Other jurisdictions are split on the issue. New York allows arbitration clauses that not only require fee disputes to be arbitrated, but any dispute arising under the agreement. NYCLA Eth. Op. 723, 1997 WL 419331. The New York committee stated that arbitration clauses are fine as long as they are explained to the client and the client has the opportunity to see other counsel if he desires. Id. (Emphasis added.) On the other side of the continent and at the other end of the spectrum is California’s view, which is that a lawyer and client can only agree to submit to arbitration after the fee dispute arises. CA Eth. Op. 1981-56, 1981 WL 27933. Ohio follows this view as well, declining to follow the Maryland and District of Columbia view that the clauses are permissible if independent counsel is sought. OH Adv. Op. 96-9, 1996 WL 734408.
Pennsylvania seems to follow New York, stating that the clauses are fine because the burden of proof will always be on the lawyer to prove the reasonableness of the clause. PA Eth. Op. 97-140, 1997 WL 671580. The Pennsylvania committee opined that if the lawyer complies with Rule 1.8 (a) which requires full disclosure of the terms of the agreement, then the lawyer may include the clause. Id. Michigan follows the District of Columbia view that the clauses are fine as long as the client obtains independent counsel to obtain advice on the agreement. MI Eth. Op. RI-257, 1996 WL 381513. Connecticut allows them as long as the arbitration clause is written clearly so that the client understands it, and the lawyer must explain the clause to the client and answer any questions the client may have about it. CT Eth. Op. 99-20, 1999 WL 958027.
The basic arguments for allowing an arbitration clause in the fee agreement are that alternative dispute resolution via arbitration is encouraged, the lawyer can explain the clause to the client, the client can obtain independent counsel if he or she chooses, and the burden of proving the reasonableness of the clause is on the lawyer.
The argument against allowing such clauses is mainly that the client should be able to choose the option only after the fee dispute arises. Also, some other ethics committees believe that there may be problems with a lawyer trying to limit liability to the client prospectively.
Both sides of the argument are persuasive and it is hard to tell on which side of the line the South Carolina Supreme Court would fall.
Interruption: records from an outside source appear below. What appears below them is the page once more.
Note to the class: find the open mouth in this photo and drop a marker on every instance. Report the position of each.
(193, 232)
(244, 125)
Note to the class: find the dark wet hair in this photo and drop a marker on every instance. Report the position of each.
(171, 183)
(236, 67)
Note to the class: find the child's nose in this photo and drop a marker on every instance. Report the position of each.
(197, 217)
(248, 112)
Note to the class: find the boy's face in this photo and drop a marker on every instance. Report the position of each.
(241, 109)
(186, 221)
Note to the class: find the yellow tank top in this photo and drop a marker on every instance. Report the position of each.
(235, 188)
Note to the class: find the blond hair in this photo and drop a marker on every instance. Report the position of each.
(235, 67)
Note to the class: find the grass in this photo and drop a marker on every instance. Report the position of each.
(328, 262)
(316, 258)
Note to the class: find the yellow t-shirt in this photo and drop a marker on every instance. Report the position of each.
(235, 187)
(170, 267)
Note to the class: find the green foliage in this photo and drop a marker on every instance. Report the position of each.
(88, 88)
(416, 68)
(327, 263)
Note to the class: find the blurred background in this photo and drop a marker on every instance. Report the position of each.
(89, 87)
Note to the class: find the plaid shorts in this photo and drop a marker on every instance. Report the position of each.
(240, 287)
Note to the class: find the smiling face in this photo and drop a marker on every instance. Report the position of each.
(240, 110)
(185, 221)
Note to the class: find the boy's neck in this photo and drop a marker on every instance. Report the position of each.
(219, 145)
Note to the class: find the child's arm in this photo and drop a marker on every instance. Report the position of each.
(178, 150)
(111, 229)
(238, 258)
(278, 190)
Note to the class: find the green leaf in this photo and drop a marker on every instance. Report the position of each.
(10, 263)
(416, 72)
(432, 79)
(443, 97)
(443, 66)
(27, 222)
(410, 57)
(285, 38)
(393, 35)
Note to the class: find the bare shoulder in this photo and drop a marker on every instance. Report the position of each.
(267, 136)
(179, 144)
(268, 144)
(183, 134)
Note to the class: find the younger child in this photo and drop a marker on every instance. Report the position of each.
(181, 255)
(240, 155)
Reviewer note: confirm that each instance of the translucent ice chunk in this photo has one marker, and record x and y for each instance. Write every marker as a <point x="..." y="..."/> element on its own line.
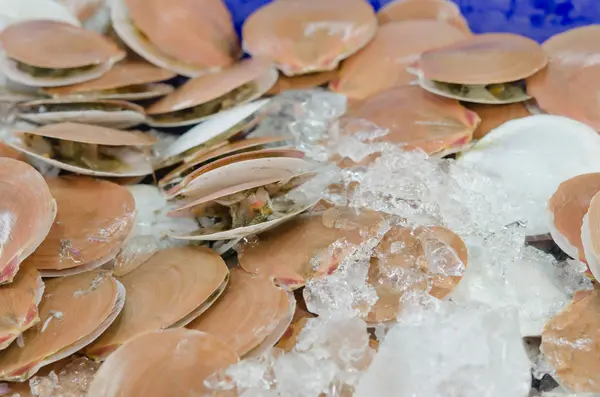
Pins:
<point x="450" y="350"/>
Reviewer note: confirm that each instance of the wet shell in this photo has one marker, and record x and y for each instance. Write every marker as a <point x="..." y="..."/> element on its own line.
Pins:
<point x="171" y="289"/>
<point x="590" y="236"/>
<point x="493" y="116"/>
<point x="249" y="311"/>
<point x="567" y="207"/>
<point x="484" y="59"/>
<point x="568" y="86"/>
<point x="305" y="36"/>
<point x="73" y="312"/>
<point x="19" y="308"/>
<point x="415" y="119"/>
<point x="299" y="250"/>
<point x="569" y="344"/>
<point x="123" y="74"/>
<point x="94" y="219"/>
<point x="128" y="114"/>
<point x="302" y="82"/>
<point x="189" y="37"/>
<point x="382" y="63"/>
<point x="210" y="87"/>
<point x="203" y="157"/>
<point x="439" y="10"/>
<point x="55" y="45"/>
<point x="163" y="363"/>
<point x="418" y="272"/>
<point x="248" y="167"/>
<point x="26" y="215"/>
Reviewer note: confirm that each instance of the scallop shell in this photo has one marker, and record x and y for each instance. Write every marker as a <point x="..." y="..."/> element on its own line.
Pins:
<point x="74" y="311"/>
<point x="413" y="118"/>
<point x="569" y="344"/>
<point x="382" y="63"/>
<point x="130" y="116"/>
<point x="490" y="58"/>
<point x="305" y="36"/>
<point x="210" y="87"/>
<point x="94" y="219"/>
<point x="493" y="116"/>
<point x="190" y="37"/>
<point x="123" y="74"/>
<point x="156" y="365"/>
<point x="19" y="309"/>
<point x="55" y="44"/>
<point x="249" y="312"/>
<point x="438" y="10"/>
<point x="27" y="212"/>
<point x="171" y="289"/>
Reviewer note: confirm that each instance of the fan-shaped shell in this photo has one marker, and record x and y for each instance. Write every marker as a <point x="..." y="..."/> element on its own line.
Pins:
<point x="415" y="119"/>
<point x="438" y="10"/>
<point x="171" y="289"/>
<point x="19" y="302"/>
<point x="27" y="210"/>
<point x="249" y="311"/>
<point x="484" y="59"/>
<point x="74" y="310"/>
<point x="94" y="219"/>
<point x="175" y="362"/>
<point x="189" y="37"/>
<point x="382" y="63"/>
<point x="304" y="36"/>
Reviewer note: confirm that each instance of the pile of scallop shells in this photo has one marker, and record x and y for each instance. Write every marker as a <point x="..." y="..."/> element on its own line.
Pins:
<point x="155" y="229"/>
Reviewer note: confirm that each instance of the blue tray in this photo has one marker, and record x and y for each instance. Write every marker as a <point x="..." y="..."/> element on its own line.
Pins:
<point x="538" y="19"/>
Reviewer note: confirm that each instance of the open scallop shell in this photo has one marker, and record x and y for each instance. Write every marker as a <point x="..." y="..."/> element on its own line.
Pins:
<point x="526" y="155"/>
<point x="174" y="362"/>
<point x="570" y="345"/>
<point x="178" y="38"/>
<point x="94" y="219"/>
<point x="138" y="77"/>
<point x="305" y="36"/>
<point x="171" y="289"/>
<point x="127" y="145"/>
<point x="13" y="11"/>
<point x="382" y="63"/>
<point x="251" y="309"/>
<point x="19" y="308"/>
<point x="590" y="236"/>
<point x="417" y="272"/>
<point x="493" y="116"/>
<point x="413" y="118"/>
<point x="55" y="45"/>
<point x="221" y="127"/>
<point x="205" y="157"/>
<point x="74" y="311"/>
<point x="298" y="250"/>
<point x="566" y="209"/>
<point x="239" y="169"/>
<point x="27" y="211"/>
<point x="439" y="10"/>
<point x="125" y="114"/>
<point x="212" y="87"/>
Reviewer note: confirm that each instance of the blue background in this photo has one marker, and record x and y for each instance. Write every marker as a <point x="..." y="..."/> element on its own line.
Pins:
<point x="538" y="19"/>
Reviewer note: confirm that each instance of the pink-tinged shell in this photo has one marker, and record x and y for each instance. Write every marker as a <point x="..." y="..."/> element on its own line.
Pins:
<point x="569" y="85"/>
<point x="198" y="33"/>
<point x="27" y="210"/>
<point x="54" y="44"/>
<point x="438" y="10"/>
<point x="382" y="63"/>
<point x="304" y="36"/>
<point x="490" y="58"/>
<point x="414" y="118"/>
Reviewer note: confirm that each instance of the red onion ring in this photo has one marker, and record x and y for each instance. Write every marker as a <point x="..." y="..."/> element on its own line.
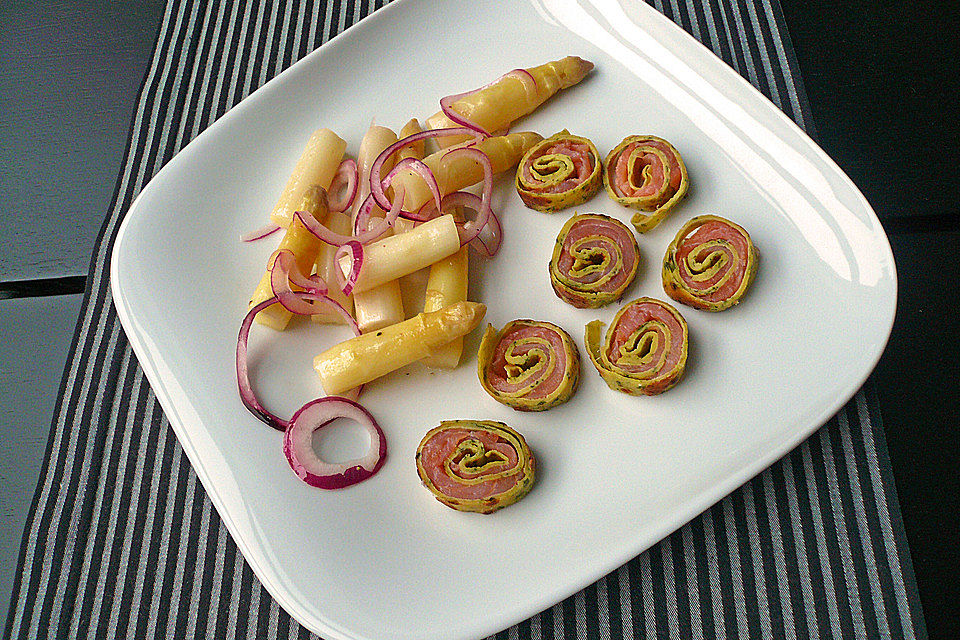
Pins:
<point x="346" y="178"/>
<point x="309" y="467"/>
<point x="283" y="273"/>
<point x="259" y="234"/>
<point x="377" y="188"/>
<point x="247" y="395"/>
<point x="349" y="280"/>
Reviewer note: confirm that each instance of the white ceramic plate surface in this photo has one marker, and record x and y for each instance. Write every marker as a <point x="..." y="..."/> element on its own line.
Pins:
<point x="383" y="559"/>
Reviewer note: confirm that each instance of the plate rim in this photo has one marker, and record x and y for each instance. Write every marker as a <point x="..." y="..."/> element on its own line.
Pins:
<point x="716" y="492"/>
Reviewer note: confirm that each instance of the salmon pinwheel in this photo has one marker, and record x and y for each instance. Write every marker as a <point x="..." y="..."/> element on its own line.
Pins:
<point x="594" y="260"/>
<point x="475" y="465"/>
<point x="559" y="172"/>
<point x="644" y="351"/>
<point x="528" y="365"/>
<point x="710" y="264"/>
<point x="646" y="173"/>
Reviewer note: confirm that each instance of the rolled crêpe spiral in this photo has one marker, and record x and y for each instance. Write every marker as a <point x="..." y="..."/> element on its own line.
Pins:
<point x="529" y="365"/>
<point x="644" y="351"/>
<point x="475" y="465"/>
<point x="645" y="173"/>
<point x="562" y="171"/>
<point x="595" y="258"/>
<point x="710" y="264"/>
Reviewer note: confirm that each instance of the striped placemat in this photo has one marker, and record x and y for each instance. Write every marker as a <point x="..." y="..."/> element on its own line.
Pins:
<point x="122" y="541"/>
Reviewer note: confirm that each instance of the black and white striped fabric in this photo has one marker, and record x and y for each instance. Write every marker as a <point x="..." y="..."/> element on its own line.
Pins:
<point x="122" y="541"/>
The fact that South Carolina has a form of relief already established in the Resolution of Fee Disputes Board tends to show that South Carolina favors letting the client (not the lawyer) choose whether or not to arbitrate (and by what form) and would therefore disfavor mandatory arbitration clauses.
In the opinion of this committee, a lawyer should encourage the use of the Resolution of Fee Disputes Board rather than including a mandatory arbitration clause in the fee agreement. If a lawyer includes a mandatory arbitration clause in a fee agreement, he or she should require that the client seek other counsel.